Kurosaki-kun sighed. “Yeah.”

“So it saved your life?”

“Well . . .” Kurosaki-kun didn’t seem to know where to look. “I don’t know. I was trying to get through to Zaraki, but he kept on calling me Aizen, and Yachiru didn’t even seem to see that there was a fight going on, and . . .” He trailed off again. “I killed him,” he finally said. “I killed him.”

Ikkaku and Yumichika looked at each other. Ikkaku slowly nodded, as though a suspicion had been confirmed, but he really didn’t look surprised.

Yumichika tossed his head. “I suppose I did know, but I didn’t think to care,” he said. “I make no excuses. The bitch had me in her masterful grip and I was weak.”

“I’d say that shows just how bad she did have you,” Ikkaku said. Then he punched Kurosaki-kun in the shoulder. “It’s the way he’d have wanted to go.”

“Madarame is quite right,” Yumichika said, though he didn’t punch Kurosaki-kun. “You were strong enough to beat the Captain. He went down in a proper fight. He wouldn’t have asked for anything better. Aizen was the one responsible.”
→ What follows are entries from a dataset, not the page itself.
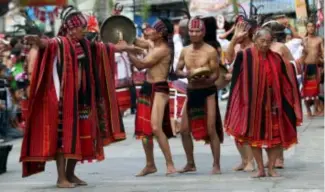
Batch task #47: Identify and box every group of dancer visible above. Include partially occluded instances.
[12,6,322,188]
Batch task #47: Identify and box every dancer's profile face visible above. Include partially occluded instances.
[255,30,272,53]
[307,23,316,34]
[188,28,204,43]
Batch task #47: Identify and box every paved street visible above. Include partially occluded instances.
[0,102,324,192]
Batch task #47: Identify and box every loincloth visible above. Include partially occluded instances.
[135,81,173,139]
[186,86,223,142]
[302,64,320,100]
[236,88,288,148]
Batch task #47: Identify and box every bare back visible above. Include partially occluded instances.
[183,43,218,88]
[270,42,294,61]
[304,36,323,64]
“Yeah,” Ikkaku said. “You want to be a dumbass and blame yourself, do it on your own time. Right now we’ve got something to do. You in?”
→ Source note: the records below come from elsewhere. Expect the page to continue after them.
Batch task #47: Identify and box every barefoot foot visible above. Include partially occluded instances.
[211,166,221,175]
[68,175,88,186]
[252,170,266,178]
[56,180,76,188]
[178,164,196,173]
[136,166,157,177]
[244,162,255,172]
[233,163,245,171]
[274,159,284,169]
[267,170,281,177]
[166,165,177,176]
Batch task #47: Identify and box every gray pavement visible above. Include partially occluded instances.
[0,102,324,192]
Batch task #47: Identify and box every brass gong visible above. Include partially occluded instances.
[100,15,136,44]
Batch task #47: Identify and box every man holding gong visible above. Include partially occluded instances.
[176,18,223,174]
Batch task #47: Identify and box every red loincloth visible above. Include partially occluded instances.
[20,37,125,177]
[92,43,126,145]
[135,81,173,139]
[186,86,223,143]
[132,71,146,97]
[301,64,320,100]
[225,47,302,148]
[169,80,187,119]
“What is it?” Kurosaki-kun asked numbly.

“Kill Aizen.”

“Oh.” Kurosaki-kun raised his head again, and his eyes were suddenly focused, his posture firm and ready. “Oh yes. I’m in.”
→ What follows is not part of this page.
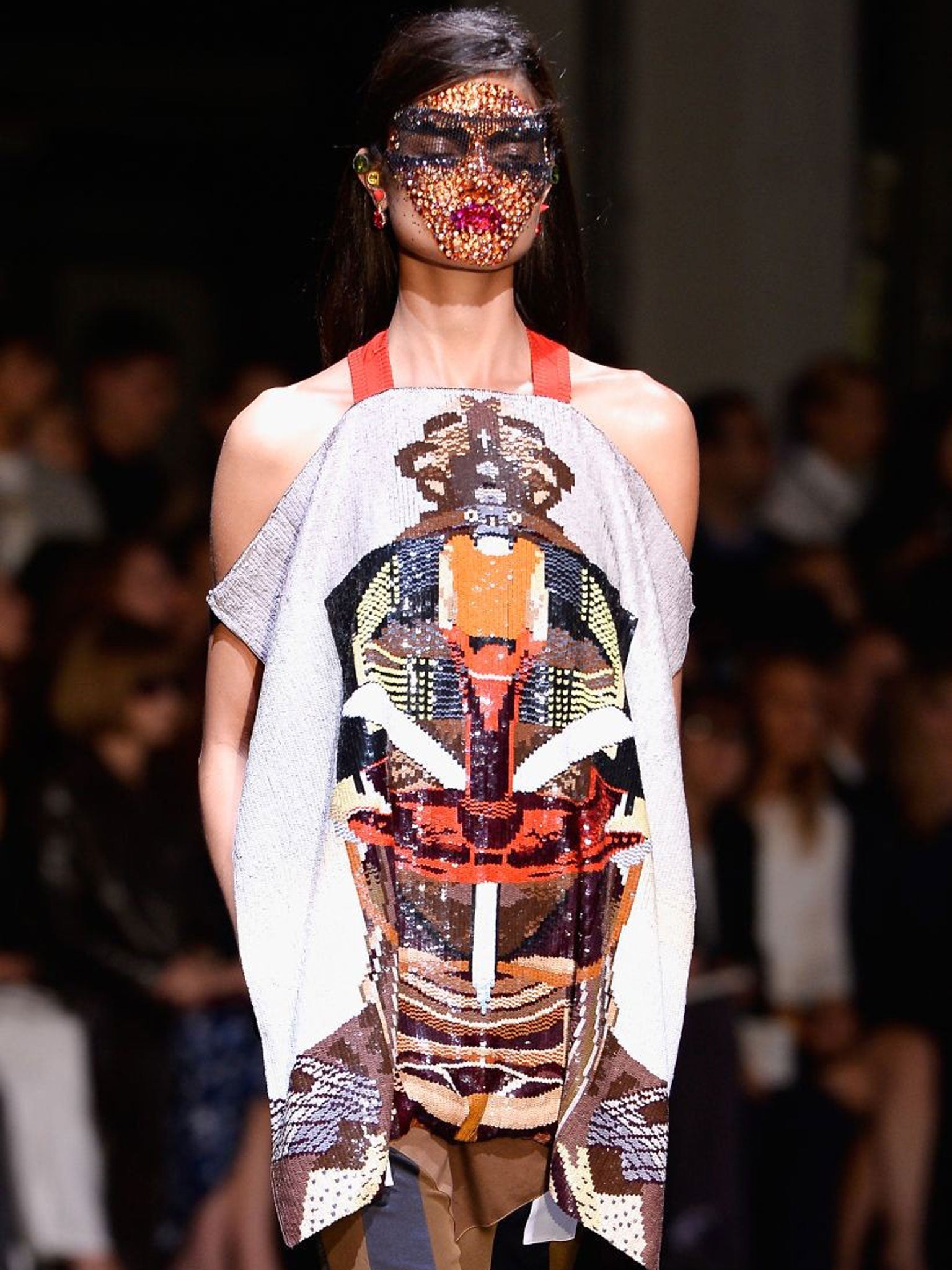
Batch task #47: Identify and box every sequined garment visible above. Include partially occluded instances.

He looked so intense, so determined. Orihime wanted to believe in him. But at the same time, he looked so fragile, so barely in control, like cracked glass scarcely holding together over an inner core of fire.

“Inoue-san?” It was Ise again, checking her pulse. “Are you feeling any better?”

“I knew about Zaraki-taichou,” she said sleepily. She was very tired. Perhaps she’d feel better in a few minutes. “Ulquiorra took me to see the body. He wanted to make sure that he was dead. But it’s true, he was happy. He was smiling.”

Ise didn’t say anything, though her mouth tightened a little in what might have been disapproval, or dry understanding. Her hand tightened on Orihime’s wrist. “And Yachiru?”

“I don’t know about what happened to her,” Orihime said. A prickle of conscience speared her, not for the first time. “I asked, I did ask, but -“ It was suddenly very important to her that they all believe that she had at least tried.

“It’s all right,” Ise said, and released her wrist, standing up. “But we need to be moving, Inoue-san. We want to get out of here and into Aizen’s private laboratories before Ulquiorra thinks to come looking for you again.”

The thought of that made Orihime look over her shoulder nervously. “Shouldn’t we be going, then?”

Hisagi turned to the little Arrancar. “Pagally . . .”

“I can go on ahead first and check the corridors are clear,” Pagally said firmly, hands locked together behind her back. “I won’t - I can’t go in there again with you, but I can make sure that the way is clear for you to get there - I’ll do what I can -“

Hisagi nodded. “Thank you, Pagally. That is a great deal. People? Are we ready?”

“Ready and fucking bored with waiting,” Grimmjow said.

“Let’s go,” Kurosaki-kun said, and there were nods around the room.